Image via Harvard School of Engineering and Applied Sciences

Now that the weather has officially turned and weather forecasts are consistently calling for temperatures 70-degrees and above, let it be known that barbecue season has commenced. The beauty of bbq is that there’s no wrong way to do it but if you opt for smoking your various cuts of meat as opposed to grilling, you can thank Harvard engineering students for the perfect mechanism.

Professor Kit Parker’s Engineering Problem Solving and Design class works by solving problems posed by clients, in this case cookware retailer William Sonoma. Students were tasked with designing and building “an easy-to-use, software-enabled, ‘smart’ smoker that could be marketed for under $1,000 and would out-perform the industry-leading product,” according to Harvard.

What they came up with is an hourglass shaped smoker modeled after cooling plant towers that cooks meat at a lower, more consistent temperature resulting in a perfectly cooked product.

Image via Harvard School of Engineering and Applied Sciences

While you were holed up in your home during Boston’s record-setting winter snowfall, Parker’s students were cooking more than 200 pounds of brisket at 13-hour-clip testing sessions in hopes of discovering a uniform method of cooking thick chunks of meat.

Often a bbq cook’s biggest downfall is the inability to cook it the entire way through.

Their prototype “increases the structural stability while producing a cyclonic airflow around the cooking surface, consistently bathing the meat in the flavor-imparting smoke,” added Harvard.
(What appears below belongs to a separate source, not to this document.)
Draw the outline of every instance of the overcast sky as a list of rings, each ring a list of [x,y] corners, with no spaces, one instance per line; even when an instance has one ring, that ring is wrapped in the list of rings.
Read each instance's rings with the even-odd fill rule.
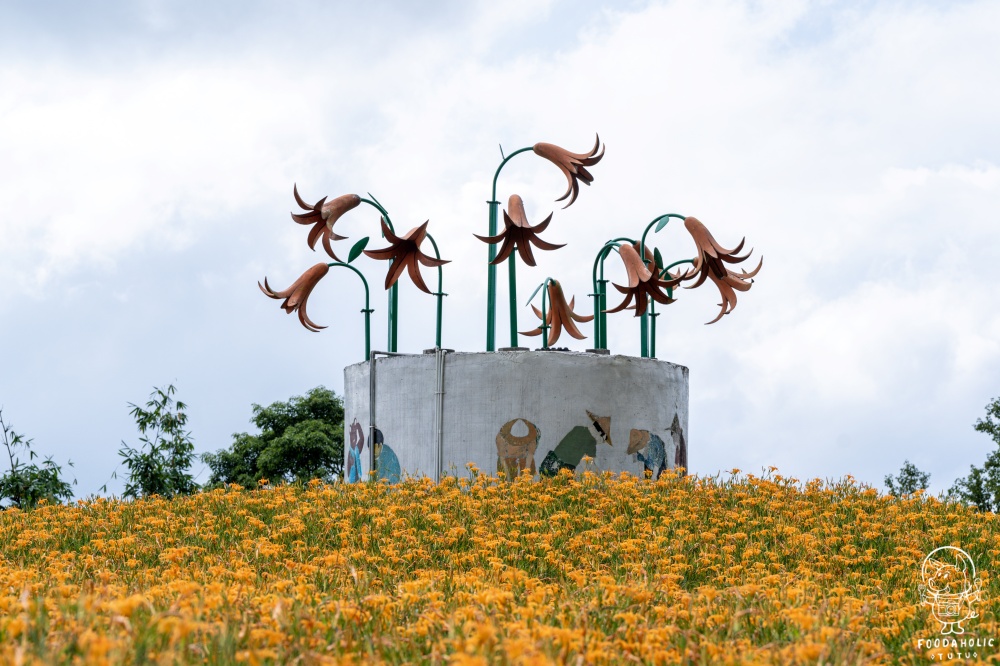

It also features a side chute that allows the smoker to be refilled without disturbing the smoking process.

And, as if that wasn’t enough, the smoker includes “a temperature- and weight-sensitive cooking surface and fuel gauge notify the user, through a smart-phone interface, of the status of their meal.”

Leave it to Harvard to build a spot-on culinary device that also includes mobile alert technology.

“They’ve gone from basic science to really understanding how you optimize for flavor and texture,” Patrick Connolly, chief strategy officer for Williams-Sonoma told the Boston Globe.